Die Einkommensteuerveranlagungen für 2006 (Bescheid vom 08.01.2008) und 2007 (Bescheid vom 08.01.2009) erfolgten entsprechend der erklärten Gewinne aus Land- und Forstwirtschaft zunächst unter Vorbehalt der Nachprüfung gemäß § 164 AO.
Aufgrund der Prüfungsanordnung vom 31.10.2011 wurde für die Streitjahre eine Betriebsprüfung durchgeführt. Prüfungsschwerpunkt war dabei unter anderem die Neubewertung der im Rahmen des freiwilligen Landtauschs erhaltenen Grundstücke in der Gemarkung G, Fl.Nr. 311, 311/1 und 127.

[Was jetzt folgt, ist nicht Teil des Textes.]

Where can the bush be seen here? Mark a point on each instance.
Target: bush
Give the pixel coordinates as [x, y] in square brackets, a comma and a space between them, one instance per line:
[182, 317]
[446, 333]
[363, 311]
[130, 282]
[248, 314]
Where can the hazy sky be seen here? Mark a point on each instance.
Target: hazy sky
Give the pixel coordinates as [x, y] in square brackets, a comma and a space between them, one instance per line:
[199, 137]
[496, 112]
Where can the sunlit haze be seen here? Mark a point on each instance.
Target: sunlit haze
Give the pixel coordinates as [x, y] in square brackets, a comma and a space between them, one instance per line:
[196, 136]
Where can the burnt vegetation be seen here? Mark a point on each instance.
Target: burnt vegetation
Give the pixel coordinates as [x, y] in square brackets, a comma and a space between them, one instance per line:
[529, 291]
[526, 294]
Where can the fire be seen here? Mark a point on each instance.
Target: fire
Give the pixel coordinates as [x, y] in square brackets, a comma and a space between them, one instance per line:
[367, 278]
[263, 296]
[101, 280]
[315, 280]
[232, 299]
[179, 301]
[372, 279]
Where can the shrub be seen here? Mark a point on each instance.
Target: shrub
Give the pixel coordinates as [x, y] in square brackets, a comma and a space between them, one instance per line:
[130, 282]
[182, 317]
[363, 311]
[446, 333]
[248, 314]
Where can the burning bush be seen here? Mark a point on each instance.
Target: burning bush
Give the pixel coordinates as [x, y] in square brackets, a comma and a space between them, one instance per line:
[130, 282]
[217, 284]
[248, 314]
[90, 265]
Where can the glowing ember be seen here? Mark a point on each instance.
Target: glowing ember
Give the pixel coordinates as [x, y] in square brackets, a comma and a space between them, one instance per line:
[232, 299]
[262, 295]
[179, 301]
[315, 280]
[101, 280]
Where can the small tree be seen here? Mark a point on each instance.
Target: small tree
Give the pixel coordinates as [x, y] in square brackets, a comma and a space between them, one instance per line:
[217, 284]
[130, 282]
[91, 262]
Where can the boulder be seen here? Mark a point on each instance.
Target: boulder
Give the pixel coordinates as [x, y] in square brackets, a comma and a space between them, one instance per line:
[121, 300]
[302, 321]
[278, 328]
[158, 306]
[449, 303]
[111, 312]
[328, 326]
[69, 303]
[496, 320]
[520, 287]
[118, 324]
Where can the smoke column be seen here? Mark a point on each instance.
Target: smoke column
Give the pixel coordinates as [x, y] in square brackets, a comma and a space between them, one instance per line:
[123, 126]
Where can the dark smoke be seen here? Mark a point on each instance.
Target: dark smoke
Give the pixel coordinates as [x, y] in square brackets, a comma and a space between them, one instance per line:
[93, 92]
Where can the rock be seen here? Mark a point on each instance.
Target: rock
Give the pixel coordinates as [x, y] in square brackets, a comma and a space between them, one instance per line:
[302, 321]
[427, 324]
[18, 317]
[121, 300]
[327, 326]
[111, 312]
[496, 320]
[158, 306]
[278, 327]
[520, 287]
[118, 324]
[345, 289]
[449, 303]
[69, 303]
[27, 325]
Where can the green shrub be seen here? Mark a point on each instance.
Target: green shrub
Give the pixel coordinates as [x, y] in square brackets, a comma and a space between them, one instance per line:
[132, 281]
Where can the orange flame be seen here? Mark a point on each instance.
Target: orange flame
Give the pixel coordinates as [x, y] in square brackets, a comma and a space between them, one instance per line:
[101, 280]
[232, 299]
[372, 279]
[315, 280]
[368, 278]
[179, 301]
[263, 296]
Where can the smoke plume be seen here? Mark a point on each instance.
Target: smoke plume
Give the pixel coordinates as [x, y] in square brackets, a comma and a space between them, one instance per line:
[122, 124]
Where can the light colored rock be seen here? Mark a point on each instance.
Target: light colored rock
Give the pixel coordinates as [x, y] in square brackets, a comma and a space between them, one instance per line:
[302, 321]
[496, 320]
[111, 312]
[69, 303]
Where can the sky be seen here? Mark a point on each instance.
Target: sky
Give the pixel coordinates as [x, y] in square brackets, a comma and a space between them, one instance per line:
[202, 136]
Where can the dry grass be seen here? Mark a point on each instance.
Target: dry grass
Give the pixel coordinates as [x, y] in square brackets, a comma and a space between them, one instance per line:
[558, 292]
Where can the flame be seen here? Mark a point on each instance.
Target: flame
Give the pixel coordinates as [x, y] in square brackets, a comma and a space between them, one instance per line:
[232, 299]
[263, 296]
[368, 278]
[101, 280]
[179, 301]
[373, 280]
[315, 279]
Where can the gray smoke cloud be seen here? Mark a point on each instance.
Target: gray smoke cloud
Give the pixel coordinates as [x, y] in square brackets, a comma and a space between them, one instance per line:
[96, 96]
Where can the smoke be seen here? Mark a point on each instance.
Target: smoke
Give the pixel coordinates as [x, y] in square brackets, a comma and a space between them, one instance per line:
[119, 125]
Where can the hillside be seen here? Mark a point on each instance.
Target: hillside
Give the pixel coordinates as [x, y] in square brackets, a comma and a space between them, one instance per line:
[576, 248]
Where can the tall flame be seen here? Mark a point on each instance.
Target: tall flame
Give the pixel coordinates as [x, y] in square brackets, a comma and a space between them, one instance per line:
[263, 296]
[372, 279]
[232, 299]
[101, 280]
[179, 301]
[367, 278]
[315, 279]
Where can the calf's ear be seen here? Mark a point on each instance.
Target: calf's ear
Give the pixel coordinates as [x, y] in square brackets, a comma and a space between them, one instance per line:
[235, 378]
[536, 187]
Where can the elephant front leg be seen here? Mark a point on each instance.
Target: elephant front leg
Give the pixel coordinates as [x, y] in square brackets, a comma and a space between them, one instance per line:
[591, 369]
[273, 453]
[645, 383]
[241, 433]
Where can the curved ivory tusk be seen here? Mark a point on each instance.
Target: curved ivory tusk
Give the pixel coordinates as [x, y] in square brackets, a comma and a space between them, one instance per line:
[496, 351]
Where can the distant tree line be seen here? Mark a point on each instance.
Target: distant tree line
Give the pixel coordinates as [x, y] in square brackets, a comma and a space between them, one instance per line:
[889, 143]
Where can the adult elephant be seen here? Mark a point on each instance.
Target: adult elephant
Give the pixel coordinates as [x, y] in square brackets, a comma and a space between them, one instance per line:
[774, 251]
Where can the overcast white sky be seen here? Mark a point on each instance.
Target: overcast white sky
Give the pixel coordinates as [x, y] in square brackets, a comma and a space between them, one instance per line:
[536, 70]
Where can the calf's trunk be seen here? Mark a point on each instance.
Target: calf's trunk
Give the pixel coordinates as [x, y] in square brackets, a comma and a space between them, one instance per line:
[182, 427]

Der Prüfer ging davon aus, dass Grundstücke, die im Rahmen eines freiwilligen Landtausches nach § 103b FlurbG getauscht werden, nicht nach den Grundsätzen des § 6 Abs. 6 EStG neu bewertet werden können. Vielmehr seien die Vorgänge im Rahmen eines freiwilligen Landtausches gleichzustellen mit der Beurteilung von Vorgängen im Rahmen eines Regelflurbereinigungsverfahrens bzw. eines Baulandumlegungsverfahrens. Hier gelte das Surrogationsprinzip, d.h. es müsse davon ausgegangen werden, dass die im Zuteilungswege erhaltenen Grundstücke, soweit wertgleich, als wirtschaftlich identisch anzusehen seien. Die Buchwerte der hingegebenen Grundstücke seien daher für die zugeteilten Grundstücke fortzuführen. Demzu...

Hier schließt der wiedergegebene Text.